Unpacking Codebases with Generative AI

Introduction

Project Overview and Purpose

Every developer has faced the challenge of diving into an unfamiliar codebase - trying to untangle dependencies, understand architectural decisions, and figure out “how does this all work together?” For our class project, we set out to address this universal pain point by creating a Code Analysis Agent tool that makes sense of complex Python codebases through the power of AI. By combining language models with graph databases, we’ve developed a system that can “read” code the way humans do, identifying relationships between components and allowing developers to ask natural questions about structure and functionality.

The Code Analysis Agent functions as an intelligent code exploration assistant, transforming source code into queryable knowledge graphs. By applying natural language processing to code elements, it creates semantic representations that capture the architecture, dependencies, and functional relationships within a codebase. This approach enables developers to gain insights through conversational queries rather than manual code traversal, significantly reducing the cognitive load of understanding unfamiliar or complex projects.

Key Features

The Code Analysis Agent offers several core capabilities:

It automatically analyzes Python codebases by parsing files and generating graphs that capture semantic relationships between modules, classes, and functions.
It employs a multi-agent reasoning architecture built with LangGraph, enabling dynamic selection between micro-level (fine-grained) and macro-level (high-level) analysis workflows.
It provides interactive visualizations, including relationship graphs and mermaid diagrams, to present architectural information in a digestible format.
It allows users to query the codebase using natural language, returning LLM-generated explanations, semantic paths, or visual summaries depending on the request.

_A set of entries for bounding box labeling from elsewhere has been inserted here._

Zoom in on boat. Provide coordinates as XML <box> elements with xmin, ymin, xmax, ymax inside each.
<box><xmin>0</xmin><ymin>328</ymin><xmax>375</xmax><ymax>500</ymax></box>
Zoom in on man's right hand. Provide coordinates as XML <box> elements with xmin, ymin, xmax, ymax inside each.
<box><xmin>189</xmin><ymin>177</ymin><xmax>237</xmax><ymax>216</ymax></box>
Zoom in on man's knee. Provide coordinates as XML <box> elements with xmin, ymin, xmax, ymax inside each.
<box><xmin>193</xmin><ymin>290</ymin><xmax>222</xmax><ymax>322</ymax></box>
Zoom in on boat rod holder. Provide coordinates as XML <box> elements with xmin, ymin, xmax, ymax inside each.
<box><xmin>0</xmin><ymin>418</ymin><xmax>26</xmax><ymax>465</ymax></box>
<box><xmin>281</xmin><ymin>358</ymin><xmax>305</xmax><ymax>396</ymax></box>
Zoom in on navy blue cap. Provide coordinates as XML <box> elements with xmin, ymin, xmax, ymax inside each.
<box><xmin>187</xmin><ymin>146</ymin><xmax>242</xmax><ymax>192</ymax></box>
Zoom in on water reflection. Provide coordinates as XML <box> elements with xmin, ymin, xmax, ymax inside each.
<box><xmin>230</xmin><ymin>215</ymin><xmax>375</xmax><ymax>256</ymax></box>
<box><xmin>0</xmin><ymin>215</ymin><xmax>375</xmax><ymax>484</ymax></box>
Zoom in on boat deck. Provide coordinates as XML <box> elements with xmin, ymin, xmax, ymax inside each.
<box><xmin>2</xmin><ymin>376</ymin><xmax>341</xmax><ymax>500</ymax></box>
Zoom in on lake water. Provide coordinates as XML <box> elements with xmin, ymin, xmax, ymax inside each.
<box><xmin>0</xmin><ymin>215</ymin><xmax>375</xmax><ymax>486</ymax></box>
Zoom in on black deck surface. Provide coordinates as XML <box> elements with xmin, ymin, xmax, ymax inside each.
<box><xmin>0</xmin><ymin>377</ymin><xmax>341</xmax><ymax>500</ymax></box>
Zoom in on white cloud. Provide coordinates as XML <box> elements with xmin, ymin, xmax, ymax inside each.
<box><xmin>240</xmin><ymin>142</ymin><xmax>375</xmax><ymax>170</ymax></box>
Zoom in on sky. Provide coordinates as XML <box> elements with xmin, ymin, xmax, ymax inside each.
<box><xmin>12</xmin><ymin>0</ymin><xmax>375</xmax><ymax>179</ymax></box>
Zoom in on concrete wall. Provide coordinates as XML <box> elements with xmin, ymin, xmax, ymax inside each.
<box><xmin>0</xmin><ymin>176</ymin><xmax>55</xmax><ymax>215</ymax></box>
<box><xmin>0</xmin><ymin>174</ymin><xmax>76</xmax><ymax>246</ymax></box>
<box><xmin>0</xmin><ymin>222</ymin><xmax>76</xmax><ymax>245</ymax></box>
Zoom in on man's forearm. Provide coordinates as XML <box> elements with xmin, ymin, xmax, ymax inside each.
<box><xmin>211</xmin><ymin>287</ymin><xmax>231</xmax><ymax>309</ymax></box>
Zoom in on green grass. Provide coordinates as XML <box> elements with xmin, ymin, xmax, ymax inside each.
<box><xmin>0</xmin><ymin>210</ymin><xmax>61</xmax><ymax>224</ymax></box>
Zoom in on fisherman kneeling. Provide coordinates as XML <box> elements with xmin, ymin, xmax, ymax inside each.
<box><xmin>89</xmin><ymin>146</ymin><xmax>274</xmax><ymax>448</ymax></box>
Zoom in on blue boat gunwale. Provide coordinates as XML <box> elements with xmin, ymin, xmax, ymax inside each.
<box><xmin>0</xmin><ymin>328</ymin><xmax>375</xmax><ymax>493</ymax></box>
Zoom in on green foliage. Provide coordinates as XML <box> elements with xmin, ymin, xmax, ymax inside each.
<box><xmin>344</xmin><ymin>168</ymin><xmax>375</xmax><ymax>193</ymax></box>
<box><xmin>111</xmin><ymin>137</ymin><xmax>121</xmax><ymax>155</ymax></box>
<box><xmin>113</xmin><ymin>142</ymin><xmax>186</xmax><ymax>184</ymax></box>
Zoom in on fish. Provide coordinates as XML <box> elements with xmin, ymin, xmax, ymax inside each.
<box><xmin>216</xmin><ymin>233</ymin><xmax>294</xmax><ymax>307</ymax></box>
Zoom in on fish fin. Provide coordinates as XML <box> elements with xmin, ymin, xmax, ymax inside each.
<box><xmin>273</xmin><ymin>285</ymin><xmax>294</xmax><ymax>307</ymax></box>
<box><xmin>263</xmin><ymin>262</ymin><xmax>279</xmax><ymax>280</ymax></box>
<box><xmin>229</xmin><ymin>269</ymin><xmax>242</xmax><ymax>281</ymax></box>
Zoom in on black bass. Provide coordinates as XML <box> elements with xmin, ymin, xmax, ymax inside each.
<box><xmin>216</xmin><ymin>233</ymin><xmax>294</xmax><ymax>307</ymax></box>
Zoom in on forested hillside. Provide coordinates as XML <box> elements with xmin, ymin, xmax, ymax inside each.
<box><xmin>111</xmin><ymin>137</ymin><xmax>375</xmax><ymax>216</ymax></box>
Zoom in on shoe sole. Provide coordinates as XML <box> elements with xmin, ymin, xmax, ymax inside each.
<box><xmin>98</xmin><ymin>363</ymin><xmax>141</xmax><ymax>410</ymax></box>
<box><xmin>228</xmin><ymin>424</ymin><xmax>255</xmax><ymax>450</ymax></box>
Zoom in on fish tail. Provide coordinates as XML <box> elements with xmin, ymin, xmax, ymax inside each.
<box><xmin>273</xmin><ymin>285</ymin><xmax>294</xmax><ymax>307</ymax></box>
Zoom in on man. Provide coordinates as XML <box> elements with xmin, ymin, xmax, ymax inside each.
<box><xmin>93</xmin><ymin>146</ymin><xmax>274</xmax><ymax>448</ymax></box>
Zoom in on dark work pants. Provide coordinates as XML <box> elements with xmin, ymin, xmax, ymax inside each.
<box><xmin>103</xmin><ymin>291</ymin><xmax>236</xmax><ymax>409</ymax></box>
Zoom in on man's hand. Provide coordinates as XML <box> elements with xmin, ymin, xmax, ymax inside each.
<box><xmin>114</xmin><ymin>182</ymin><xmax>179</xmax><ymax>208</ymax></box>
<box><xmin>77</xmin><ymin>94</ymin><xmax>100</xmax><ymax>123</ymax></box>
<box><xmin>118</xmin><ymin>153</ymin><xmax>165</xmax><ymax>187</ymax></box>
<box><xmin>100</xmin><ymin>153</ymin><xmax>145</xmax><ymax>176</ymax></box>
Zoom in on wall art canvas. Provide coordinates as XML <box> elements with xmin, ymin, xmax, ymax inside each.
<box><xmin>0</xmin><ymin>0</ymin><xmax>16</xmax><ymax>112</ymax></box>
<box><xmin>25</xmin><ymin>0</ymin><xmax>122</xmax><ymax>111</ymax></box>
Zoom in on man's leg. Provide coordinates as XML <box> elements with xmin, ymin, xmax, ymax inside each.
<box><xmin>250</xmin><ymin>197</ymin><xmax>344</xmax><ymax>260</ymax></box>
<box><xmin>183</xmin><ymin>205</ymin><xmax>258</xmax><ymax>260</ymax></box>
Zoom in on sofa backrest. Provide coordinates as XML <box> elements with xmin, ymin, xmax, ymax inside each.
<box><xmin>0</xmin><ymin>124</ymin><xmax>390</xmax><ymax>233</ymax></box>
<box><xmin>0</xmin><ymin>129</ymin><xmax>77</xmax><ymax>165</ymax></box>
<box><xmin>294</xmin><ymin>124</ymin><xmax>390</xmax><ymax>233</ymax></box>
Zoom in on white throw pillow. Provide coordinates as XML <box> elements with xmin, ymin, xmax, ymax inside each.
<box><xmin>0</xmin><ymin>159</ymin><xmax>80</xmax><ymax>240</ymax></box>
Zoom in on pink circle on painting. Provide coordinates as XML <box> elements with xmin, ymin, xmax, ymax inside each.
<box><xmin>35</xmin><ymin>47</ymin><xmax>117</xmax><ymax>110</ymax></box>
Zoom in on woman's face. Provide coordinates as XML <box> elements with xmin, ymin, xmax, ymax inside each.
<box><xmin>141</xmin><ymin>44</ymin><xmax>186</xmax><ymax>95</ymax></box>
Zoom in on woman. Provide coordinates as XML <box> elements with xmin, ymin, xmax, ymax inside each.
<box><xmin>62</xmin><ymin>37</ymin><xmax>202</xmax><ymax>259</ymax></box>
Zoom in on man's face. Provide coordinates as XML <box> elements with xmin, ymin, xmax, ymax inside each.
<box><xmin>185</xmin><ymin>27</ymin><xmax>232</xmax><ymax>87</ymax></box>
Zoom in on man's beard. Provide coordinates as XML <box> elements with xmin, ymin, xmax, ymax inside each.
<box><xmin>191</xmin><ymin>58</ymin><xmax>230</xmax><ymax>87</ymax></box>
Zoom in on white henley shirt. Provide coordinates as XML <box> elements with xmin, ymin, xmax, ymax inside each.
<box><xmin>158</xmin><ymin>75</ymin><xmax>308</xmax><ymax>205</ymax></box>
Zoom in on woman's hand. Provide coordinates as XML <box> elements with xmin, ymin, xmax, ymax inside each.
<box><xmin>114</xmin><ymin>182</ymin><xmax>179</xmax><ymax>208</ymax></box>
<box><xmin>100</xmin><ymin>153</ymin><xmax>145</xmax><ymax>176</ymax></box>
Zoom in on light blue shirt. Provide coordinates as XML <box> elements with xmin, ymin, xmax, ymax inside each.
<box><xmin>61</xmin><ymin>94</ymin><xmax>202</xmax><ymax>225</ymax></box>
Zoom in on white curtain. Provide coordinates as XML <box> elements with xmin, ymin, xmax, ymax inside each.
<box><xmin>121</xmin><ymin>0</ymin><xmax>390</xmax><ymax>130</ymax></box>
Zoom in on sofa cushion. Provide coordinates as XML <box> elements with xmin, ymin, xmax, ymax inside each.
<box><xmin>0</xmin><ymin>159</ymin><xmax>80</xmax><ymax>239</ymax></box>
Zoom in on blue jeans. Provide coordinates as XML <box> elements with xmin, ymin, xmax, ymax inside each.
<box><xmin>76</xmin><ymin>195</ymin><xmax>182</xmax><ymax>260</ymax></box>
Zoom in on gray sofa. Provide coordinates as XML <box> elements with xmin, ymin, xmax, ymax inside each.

These features combine to offer both depth and flexibility, making code exploration faster, more structured, and more accessible.

Technologies Used

The system integrates several modern AI and graph-based technologies:

LangGraph is used to build the agentic workflow, allowing the system to dynamically route user queries to the appropriate analysis tools.
Neo4j serves as the backend graph database, storing semantic relationships extracted from the codebase.
Streamlit provides a lightweight, interactive web interface that guides users through repository ingestion, analysis, and querying.
OpenAI GPT-4.1-mini acts as the primary language model for natural language understanding, Cypher query generation, and RAG-based retrieval.

Together, these technologies enable the Code Analysis Agent to operate at both a structural and semantic level, offering users a unified and intelligent code exploration experience.